[Illustration: “Charlie had ’ad as much as ’e wanted and was lying on the sea-chest.”]
“Yes? Wot d’ye want?” ses Dixon, with a growl, as Bob came in at the door.
He was such a ’orrible figure, with the blood on ’is face and ’is beard sticking out all ways, that Bob, instead of doing wot he ’ad come round for, stood in the doorway staring at ’im without a word.
“I’m paying off,” ses Dixon. “’Ave you got any-thing to say agin it?”
“No,” ses Bob, drawing back.
“You and Charlie’ll go now,” ses Dixon, taking out some money. “The old man can stay on for a month to give ’im time to look round. Don’t look at me that way, else I’ll knock your ’ead off.”
He started counting out Bob’s money just as old Burge and Mrs. Dixon, hearing all quiet, came in out of the kitchen.
“Don’t you be alarmed on my account, my dear,” he ses, turning to ’is wife; “it’s child’s play to wot I’ve been used to. I’ll just see these two mistaken young fellers off the premises, and then we’ll ‘ave a cup o’ tea while the old man minds the bar.”
Mrs. Dixon tried to speak, but ’er temper was too much for ’er. She looked from her ’usband to Charlie and Bob and then back at ’im agin and caught ’er breath.
“That’s right,” ses Dixon, nodding his ’ead at her. “I’m master and owner of the Blue Lion and you’re first mate. When I’m speaking you keep quiet; that’s dissipline.”
I was in that bar about three months arterward, and I never saw such a change in any woman as there was in Mrs. Dixon. Of all the nice-mannered, soft-spoken landladies I’ve ever seen, she was the best, and on’y to ’ear the way she answered her ’usband when he spoke to ’er was a pleasure to every married man in the bar.
[Illustration: “The way she answered her ’usband was a pleasure to every married man in the bar.”]
A SPIRIT OF AVARICE
Mr. John Blows stood listening to the foreman with an air of lofty disdain. He was a free-born Englishman, and yet he had been summarily paid off at eleven o’clock in the morning and told that his valuable services would no longer be required. More than that, the foreman had passed certain strictures upon his features which, however true they might be, were quite irrelevant to the fact that Mr. Blows had been discovered slumbering in a shed when he should have been laying bricks.
[Illustration: “Mr. John Blows stood listening to the foreman with an air of lofty disdain.”]

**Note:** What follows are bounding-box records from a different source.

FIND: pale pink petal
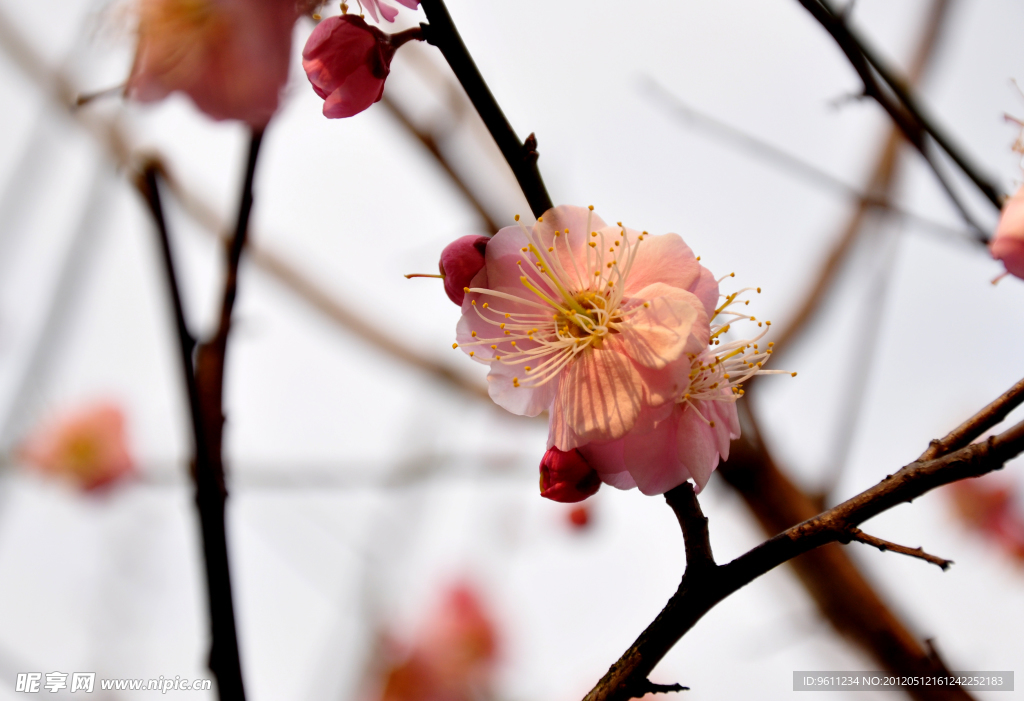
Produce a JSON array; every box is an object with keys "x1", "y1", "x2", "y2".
[
  {"x1": 676, "y1": 406, "x2": 719, "y2": 491},
  {"x1": 579, "y1": 438, "x2": 626, "y2": 472},
  {"x1": 622, "y1": 282, "x2": 708, "y2": 369},
  {"x1": 551, "y1": 338, "x2": 643, "y2": 450},
  {"x1": 624, "y1": 410, "x2": 690, "y2": 496},
  {"x1": 487, "y1": 361, "x2": 556, "y2": 417},
  {"x1": 626, "y1": 231, "x2": 703, "y2": 296}
]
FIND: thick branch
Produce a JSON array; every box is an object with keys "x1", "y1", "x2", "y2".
[
  {"x1": 665, "y1": 482, "x2": 715, "y2": 576},
  {"x1": 585, "y1": 409, "x2": 1024, "y2": 701},
  {"x1": 850, "y1": 528, "x2": 953, "y2": 571},
  {"x1": 420, "y1": 0, "x2": 552, "y2": 217}
]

“Take your ugly face off these ’ere works,” said the foreman; “take it ’ome and bury it in the back-yard. Anybody’ll be glad to lend you a spade.”
Mr. Blows, in a somewhat fluent reply, reflected severely on the foreman’s immediate ancestors, and the strange lack of good-feeling and public spirit they had exhibited by allowing him to grow up.
“Take it ’ome and bury it,” said the foreman again. “Not under any plants you’ve got a liking for.”